Leider fehlt den Führern der Liberalen die Erfahrung. Denn wie in jedem Job gilt auch in der Bundespolitik: Wer erstmal ein paar Jahre raus gewesen ist, der muss von Vorne anfangen. Und so kommt es auch zu den unvermeidlichen Anfängerfehlern, denen sich anscheinend jede Partei nach ein paar Jahren Absenz von der Regierungstätigkeit stellen muss.

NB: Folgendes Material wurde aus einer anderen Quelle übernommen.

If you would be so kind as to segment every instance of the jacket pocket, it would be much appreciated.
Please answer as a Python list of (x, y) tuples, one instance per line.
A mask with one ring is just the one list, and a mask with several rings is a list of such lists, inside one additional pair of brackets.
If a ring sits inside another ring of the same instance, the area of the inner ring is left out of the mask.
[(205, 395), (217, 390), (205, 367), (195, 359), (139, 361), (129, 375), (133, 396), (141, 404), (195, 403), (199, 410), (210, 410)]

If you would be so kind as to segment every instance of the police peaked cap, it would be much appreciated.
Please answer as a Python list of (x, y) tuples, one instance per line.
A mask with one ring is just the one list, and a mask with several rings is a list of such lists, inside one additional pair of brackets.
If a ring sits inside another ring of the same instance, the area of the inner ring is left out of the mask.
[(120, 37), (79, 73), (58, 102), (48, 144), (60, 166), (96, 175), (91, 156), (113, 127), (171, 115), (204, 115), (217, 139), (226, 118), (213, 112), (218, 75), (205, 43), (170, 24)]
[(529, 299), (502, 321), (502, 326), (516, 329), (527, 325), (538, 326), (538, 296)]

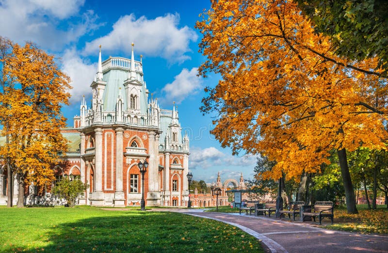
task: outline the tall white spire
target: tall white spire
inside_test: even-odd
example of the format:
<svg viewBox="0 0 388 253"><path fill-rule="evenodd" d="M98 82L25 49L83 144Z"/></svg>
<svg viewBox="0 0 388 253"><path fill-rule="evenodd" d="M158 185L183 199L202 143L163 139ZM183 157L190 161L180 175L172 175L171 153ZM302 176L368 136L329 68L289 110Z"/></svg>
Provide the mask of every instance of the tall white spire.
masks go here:
<svg viewBox="0 0 388 253"><path fill-rule="evenodd" d="M96 81L102 80L102 64L101 61L101 45L99 46L100 52L98 54L98 66L97 67L97 73L96 74Z"/></svg>
<svg viewBox="0 0 388 253"><path fill-rule="evenodd" d="M135 72L135 58L133 57L133 47L135 44L132 43L132 54L130 56L130 69L129 70L129 79L135 79L136 73Z"/></svg>

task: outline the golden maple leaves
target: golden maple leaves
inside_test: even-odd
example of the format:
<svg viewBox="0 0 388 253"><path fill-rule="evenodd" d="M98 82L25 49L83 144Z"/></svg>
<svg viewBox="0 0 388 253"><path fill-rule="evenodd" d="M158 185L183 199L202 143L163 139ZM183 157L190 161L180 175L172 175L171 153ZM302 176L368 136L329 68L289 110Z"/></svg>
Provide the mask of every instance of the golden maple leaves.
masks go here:
<svg viewBox="0 0 388 253"><path fill-rule="evenodd" d="M0 121L2 135L9 137L0 156L22 180L50 183L57 153L67 149L61 109L68 103L70 79L53 56L33 44L22 47L2 37L0 42Z"/></svg>
<svg viewBox="0 0 388 253"><path fill-rule="evenodd" d="M350 62L291 1L215 1L196 27L208 60L200 73L222 77L204 99L219 113L212 133L235 153L264 153L297 179L319 171L333 149L382 148L386 79L376 59ZM206 17L207 16L207 18Z"/></svg>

Gutmütig belächeln konnte man noch den Ausfall Westerwelles, als er einem britischen Journalisten den neuen Wind demonstrierte, der nun mit der FDP durch die deutsche Politk wehte. Belächelt hat man allerdings zu Beginn ihrer Karrieren auch Bush, Hitler und Merkel. Das Lächeln gefror spätestens, als die FDP durch Spenden in nicht unbeträchtlicher Höhe motiviert wurde, das deutsche Steuersystem, zu dessen Vereinfachung sie ursprünglich angetreten war, um einige Fallstricke zu erweitern, indem sie (zu der Zeit noch gemeinsam mit der CSU) durchsetzte, dass Hotelübernachtungen geringer besteuert werden als das dazugehörige Frühstück. Dem durchaus nicht falschen Vorwurf der Klientelpolitik (denn was ist Politik je anderes gewesen als die Jagd nach mündigen Bürgern, die dumm genug sind, auch bei der nächsten Wahl ihr Kreuz an der richtigen Stelle zu machen) begegnete sie mit bemerkenswert wenig Souveränität. Westerwelle und seine Adlaten spielten die beleidigten Leberwürste. Und begannen zurückzuholzen.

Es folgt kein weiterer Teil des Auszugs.